My grandma, Regina Twito, raised a family of 12 children so I always thought she would not have had time for flower gardening. This past month while I was scanning photos from my uncle Don’s (her son) scrapbook, I was so surprised to find that she too had many flowers growing in her huge yard at the “Big House” in Lake Mills. In nearly every photo the people were standing in front of beautiful flowers that included tulips, daylilies, peonies and of course bridal wreath spirea.

When did this woman have time for flowers when she was baking numerous loaves of bread for her family in addition to cooking, cleaning and tending this large family in a time of little of the conveniences we have today? She was another amazing woman in my gardening footsteps of life.

As a child I loved to sit in the swing in the early morning hours and listen to the birds singing and taking in the flowers of my own mother’s flower garden. My mother, Fern Twito Hegel, had a flower garden that was situated along the sidewalk where everyone walking or driving by would see it and admire her beautiful garden. My mother had so many lovely colorful flowers in springtime that it was like taking in a little bit of heaven. Bachelor buttons in colors of blue, pink and white self-seeded every year and would multiply to make this garden a lovely quilt of flowers. Along the driveway were the proverbial bridal wreath spirea, poppies and peonies so that come Memorial Day we would have flowers to put on the graves of our ancestors. Tulips in reds and yellows, a very fragrant old-fashioned pink rose, gaillardia, Shasta daisies and so many others were scattered throughout her garden; people just loved to stop and gaze at the garden.
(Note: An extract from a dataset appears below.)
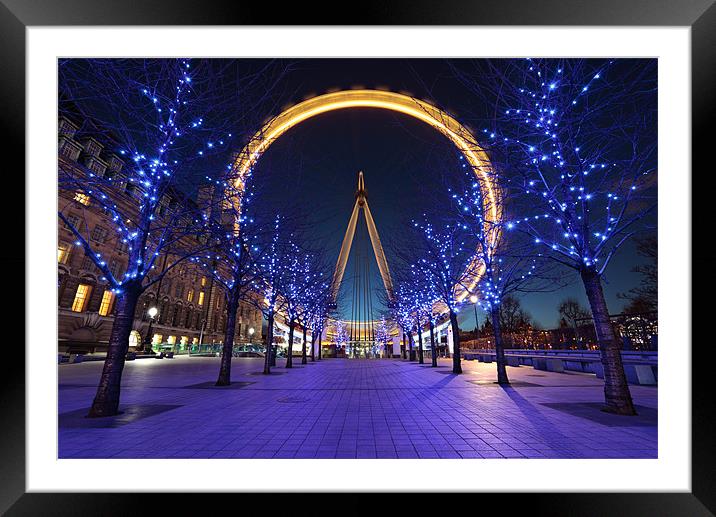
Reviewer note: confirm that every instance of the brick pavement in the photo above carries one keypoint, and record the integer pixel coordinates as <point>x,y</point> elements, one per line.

So now it was time for me to inherit this gardening gene and pass it along to my daughter and granddaughter in a long line of succession.
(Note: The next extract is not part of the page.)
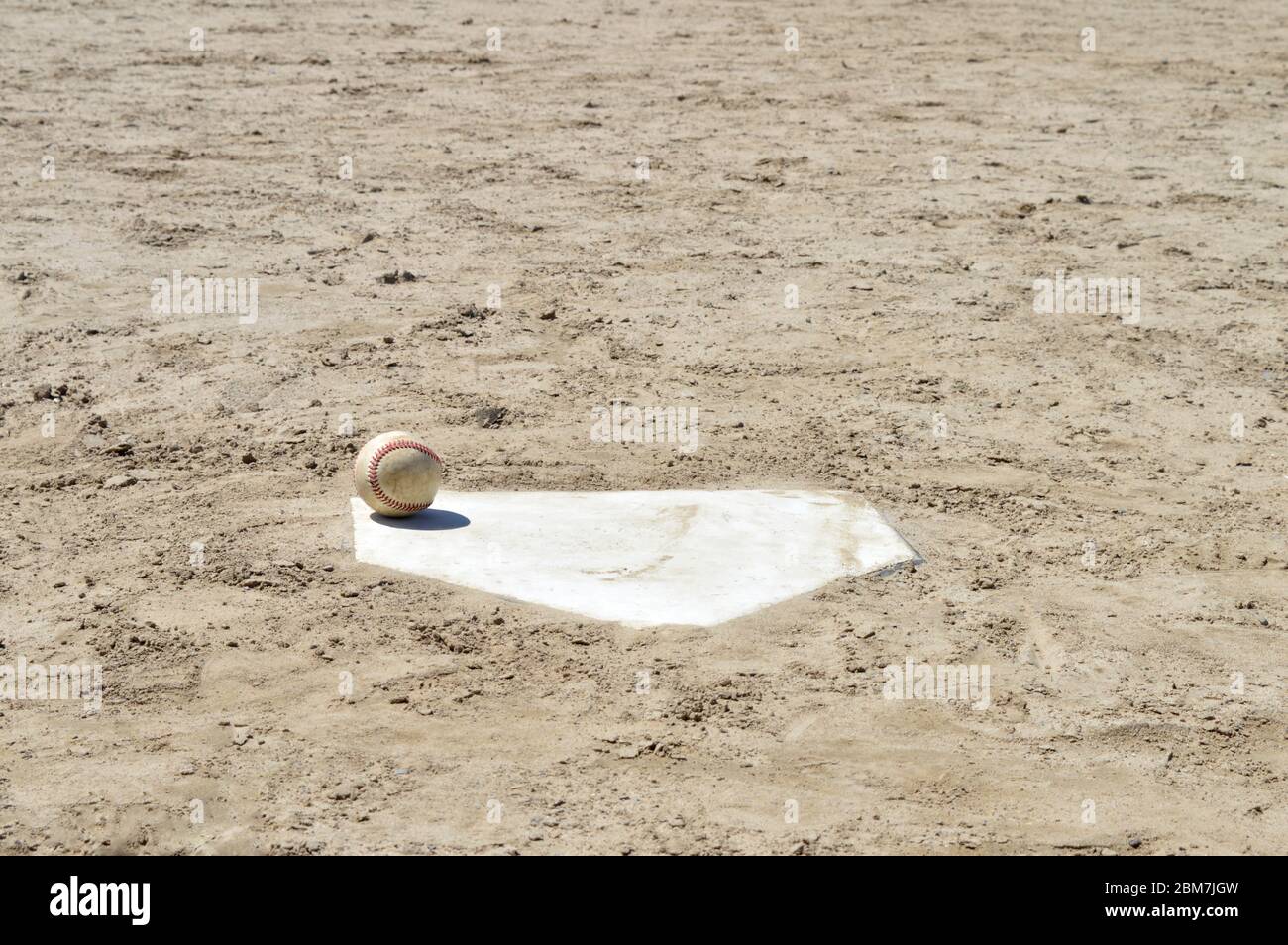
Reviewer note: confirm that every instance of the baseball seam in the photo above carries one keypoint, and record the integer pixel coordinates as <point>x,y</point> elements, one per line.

My passion for gardening and nature seems to have been carefully orchestrated through the years by all of these remarkable women and I can only hope that I have done them proud. If Aunt Alice knows that I am writing a gardening column I think she would be very pleased to learn that all of our little gab sessions at her house and in the garden were not wasted on a young lady who listened in awe trying to remember everything she talked about. What an inspiration she was to me and yes, I also love poetry as well as my granddaughter who is following in her grandmother’s gardening footsteps.

This quote from Abram L. Urban seems to sum it all up: “In my garden there is a large place for sentiment. My garden of flowers is also my garden thoughts and dreams. The thoughts grow as freely as the flowers, and the dreams are as beautiful.”